Human-to-human transmission of C. ulcerans infection has not been proven.8 Despite this, after documentation of human infection, throat swabs should be collected from close contacts, followed by prophylactic antimicrobial therapy, as for C. diphtheriae.8,16 At the time of isolation of C. ulcerans and before toxin gene PCR, it was recommended that the owner make an appointment with her physician, and a diphtheria toxin booster immunization was administered. Hand washing, attention to general hygiene, and, given the owner's occupation, minimizing contact with other dogs was recommended throughout the year after presentation, following isolation of the multiple resistant P. aeruginosa.
Not all C. ulcerans isolates that harbor a toxin gene produce diphtheria toxin, and it has been recommended that all isolates possessing the gene be tested for toxin gene expression using the Elek test, an immunoprecipitation test for diphtheria toxin, or cytotoxicity assays.17 Nevertheless, some strains testing negative using the Elek test have been associated with pseudomembranous pharyngitis, and it has been suggested that either the bacteria itself may contribute to pseudomembrane formation or there may be a mixture of toxin-expressing and non-toxin–expressing strains within a lesion.8 Because the toxin gene PCR assay was negative for the isolates reported here, further testing for toxin expression was not performed.
Recurrent bacterial bronchopneumonia and Aspergillus spp. infection in this dog suggested compromise of the immune system or impaired airway clearance mechanisms. Despite unremarkable thoracic radiographs and minimal changes on computed tomography, severe airway inflammation and mucus accumulation were visible during bronchoscopy at the time of infection with P. aeruginosa. It is possible that the history of indirect contact with the human hospital environment through a household family member contributed to the unusual bacterial organisms isolated from the dog in this report.
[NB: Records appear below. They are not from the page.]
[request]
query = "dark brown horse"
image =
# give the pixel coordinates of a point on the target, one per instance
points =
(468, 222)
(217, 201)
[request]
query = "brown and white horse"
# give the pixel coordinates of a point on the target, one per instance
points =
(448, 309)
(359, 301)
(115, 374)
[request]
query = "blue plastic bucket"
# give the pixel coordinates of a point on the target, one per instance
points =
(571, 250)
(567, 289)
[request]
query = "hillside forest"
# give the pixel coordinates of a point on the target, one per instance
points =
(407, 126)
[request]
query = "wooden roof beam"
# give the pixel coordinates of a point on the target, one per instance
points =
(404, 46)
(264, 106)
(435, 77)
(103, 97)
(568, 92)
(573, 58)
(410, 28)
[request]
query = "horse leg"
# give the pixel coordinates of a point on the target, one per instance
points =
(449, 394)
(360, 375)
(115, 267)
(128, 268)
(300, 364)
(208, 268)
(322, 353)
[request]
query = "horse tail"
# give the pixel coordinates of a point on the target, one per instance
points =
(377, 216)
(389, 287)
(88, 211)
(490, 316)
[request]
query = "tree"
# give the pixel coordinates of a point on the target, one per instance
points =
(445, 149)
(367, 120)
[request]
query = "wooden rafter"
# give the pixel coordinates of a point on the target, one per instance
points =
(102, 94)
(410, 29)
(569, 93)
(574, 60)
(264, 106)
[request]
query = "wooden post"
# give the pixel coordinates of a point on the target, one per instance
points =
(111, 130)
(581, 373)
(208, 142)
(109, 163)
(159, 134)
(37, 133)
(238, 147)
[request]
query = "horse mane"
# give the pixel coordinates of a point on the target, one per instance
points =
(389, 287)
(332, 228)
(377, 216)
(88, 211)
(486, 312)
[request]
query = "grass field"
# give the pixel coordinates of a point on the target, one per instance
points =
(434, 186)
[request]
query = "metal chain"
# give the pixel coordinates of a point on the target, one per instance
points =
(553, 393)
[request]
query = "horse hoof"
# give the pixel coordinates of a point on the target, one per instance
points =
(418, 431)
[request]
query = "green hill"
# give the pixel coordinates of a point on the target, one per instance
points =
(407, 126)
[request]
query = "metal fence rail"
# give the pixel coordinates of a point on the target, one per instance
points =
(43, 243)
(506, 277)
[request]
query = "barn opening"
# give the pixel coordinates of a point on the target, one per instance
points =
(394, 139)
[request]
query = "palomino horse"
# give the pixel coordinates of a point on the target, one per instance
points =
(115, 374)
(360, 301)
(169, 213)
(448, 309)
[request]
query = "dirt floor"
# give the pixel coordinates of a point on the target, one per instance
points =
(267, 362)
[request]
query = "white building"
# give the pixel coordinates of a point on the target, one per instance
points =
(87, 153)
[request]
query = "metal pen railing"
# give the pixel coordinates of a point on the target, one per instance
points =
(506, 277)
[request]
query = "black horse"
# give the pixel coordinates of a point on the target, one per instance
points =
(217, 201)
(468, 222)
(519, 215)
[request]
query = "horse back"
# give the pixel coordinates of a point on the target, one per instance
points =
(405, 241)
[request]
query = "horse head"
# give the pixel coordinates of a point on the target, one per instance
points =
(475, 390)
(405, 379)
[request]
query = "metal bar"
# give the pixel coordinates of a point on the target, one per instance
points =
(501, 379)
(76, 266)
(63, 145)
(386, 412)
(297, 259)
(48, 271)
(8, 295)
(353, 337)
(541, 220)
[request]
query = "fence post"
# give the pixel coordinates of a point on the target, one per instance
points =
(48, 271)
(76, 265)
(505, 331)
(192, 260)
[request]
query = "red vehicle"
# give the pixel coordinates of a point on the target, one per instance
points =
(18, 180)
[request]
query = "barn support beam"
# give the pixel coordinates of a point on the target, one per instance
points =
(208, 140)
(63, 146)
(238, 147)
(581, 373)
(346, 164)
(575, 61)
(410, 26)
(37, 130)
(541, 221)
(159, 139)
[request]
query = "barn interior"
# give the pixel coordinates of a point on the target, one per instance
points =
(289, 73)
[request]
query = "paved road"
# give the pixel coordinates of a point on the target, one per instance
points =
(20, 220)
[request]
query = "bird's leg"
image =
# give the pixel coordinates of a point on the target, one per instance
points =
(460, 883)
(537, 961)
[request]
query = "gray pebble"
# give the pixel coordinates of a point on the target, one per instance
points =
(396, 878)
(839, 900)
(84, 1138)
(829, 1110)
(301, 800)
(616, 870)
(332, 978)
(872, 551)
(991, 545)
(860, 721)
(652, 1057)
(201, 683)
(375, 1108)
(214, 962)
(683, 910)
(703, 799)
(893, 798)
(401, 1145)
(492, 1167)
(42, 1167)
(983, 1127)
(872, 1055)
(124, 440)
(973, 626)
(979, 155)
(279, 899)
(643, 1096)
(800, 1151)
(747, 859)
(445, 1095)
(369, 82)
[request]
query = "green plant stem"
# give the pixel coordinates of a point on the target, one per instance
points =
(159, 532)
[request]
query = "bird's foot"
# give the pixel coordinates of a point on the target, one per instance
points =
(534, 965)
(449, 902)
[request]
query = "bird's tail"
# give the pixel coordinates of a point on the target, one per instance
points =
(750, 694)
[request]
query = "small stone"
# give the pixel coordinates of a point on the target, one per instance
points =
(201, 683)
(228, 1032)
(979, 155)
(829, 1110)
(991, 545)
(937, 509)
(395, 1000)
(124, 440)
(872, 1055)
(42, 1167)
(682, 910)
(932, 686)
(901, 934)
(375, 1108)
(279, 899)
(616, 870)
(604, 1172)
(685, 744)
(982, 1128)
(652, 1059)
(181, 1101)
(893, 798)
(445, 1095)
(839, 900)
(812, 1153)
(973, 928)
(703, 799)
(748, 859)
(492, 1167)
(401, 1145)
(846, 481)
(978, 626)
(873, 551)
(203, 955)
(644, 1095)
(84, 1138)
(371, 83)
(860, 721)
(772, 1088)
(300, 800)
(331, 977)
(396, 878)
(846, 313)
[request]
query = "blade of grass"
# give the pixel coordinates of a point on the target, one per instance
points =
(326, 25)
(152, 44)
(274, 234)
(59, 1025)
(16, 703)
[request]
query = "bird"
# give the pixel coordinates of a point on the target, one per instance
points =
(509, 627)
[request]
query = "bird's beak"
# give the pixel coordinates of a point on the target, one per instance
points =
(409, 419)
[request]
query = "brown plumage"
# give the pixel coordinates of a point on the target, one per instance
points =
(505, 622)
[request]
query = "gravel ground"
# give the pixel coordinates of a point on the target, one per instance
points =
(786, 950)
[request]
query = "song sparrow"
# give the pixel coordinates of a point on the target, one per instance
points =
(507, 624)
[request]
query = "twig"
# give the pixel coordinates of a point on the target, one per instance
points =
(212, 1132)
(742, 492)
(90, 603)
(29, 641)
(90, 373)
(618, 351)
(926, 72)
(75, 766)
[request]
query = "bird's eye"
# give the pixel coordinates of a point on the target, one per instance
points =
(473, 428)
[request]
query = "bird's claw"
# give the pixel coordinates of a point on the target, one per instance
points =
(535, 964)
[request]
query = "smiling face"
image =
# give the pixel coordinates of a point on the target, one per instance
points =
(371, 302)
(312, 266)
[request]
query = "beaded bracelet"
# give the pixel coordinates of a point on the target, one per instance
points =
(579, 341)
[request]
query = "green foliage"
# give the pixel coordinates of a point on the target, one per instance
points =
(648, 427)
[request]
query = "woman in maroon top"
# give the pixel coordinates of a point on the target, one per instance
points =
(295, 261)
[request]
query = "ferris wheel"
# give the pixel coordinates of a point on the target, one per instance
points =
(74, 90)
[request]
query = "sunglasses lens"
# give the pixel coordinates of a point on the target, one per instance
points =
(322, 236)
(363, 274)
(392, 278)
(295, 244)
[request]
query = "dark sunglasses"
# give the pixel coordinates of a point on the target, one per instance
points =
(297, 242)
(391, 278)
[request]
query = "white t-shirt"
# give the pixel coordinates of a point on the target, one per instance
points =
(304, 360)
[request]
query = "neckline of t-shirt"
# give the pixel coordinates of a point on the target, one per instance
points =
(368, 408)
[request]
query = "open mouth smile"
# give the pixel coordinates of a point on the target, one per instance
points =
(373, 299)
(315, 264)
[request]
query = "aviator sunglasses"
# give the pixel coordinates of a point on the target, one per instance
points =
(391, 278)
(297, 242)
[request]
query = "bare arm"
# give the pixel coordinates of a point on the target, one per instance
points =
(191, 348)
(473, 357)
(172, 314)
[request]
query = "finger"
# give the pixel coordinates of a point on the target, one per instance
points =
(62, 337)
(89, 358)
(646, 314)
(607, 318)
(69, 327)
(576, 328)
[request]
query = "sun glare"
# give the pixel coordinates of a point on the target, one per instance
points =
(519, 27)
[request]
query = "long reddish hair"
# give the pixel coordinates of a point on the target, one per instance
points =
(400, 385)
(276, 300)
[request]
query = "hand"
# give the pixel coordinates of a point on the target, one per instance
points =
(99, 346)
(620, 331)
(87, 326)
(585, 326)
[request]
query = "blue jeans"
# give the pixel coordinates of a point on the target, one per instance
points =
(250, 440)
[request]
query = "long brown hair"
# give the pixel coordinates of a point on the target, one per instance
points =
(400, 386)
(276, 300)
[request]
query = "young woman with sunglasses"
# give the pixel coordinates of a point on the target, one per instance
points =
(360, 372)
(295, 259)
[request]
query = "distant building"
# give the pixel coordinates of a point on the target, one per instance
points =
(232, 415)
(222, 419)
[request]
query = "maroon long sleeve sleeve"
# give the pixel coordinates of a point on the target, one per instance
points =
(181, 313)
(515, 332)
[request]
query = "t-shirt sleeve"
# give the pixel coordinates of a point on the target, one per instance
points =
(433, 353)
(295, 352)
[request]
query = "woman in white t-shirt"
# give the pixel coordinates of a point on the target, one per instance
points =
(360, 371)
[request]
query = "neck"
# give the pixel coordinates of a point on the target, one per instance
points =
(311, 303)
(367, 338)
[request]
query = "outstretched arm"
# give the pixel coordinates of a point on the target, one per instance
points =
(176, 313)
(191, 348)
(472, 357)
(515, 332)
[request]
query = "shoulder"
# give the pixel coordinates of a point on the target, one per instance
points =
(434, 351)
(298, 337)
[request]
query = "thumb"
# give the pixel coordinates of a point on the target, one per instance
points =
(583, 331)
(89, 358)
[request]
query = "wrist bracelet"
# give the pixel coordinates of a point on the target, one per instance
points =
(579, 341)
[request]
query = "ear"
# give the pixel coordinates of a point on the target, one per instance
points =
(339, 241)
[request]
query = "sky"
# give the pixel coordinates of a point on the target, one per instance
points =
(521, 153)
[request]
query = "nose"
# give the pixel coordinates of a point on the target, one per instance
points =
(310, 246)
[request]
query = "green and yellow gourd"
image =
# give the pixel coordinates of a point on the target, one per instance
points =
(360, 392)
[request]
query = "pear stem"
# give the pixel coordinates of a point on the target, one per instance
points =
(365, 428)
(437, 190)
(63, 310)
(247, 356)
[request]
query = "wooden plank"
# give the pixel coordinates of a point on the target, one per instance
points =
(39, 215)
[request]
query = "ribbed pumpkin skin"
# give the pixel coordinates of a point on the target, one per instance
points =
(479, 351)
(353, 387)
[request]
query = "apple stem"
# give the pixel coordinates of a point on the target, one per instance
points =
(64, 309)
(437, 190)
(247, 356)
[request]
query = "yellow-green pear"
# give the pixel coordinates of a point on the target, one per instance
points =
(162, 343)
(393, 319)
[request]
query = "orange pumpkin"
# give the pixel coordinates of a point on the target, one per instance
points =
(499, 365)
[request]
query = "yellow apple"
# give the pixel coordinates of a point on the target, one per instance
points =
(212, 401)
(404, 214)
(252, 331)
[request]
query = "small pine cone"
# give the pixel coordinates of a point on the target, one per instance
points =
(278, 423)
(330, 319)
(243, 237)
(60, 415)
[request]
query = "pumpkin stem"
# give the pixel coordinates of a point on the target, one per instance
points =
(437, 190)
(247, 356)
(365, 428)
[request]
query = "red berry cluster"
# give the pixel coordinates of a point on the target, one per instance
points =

Detection of toxigenic C. ulcerans infections in companion and food-producing animals, as well as prevention of associated human illness, is dependent on a heightened awareness of this emerging zoonosis among veterinary clinicians. The use of this novel real-time PCR-based assay for diphtheria toxin gene detection should facilitate rapid screening for and early identification of tox-positive isolates. Subsequently, Elek testing or cytotoxicity assays should be performed on tox-positive isolates in order to document diphtheria toxin production.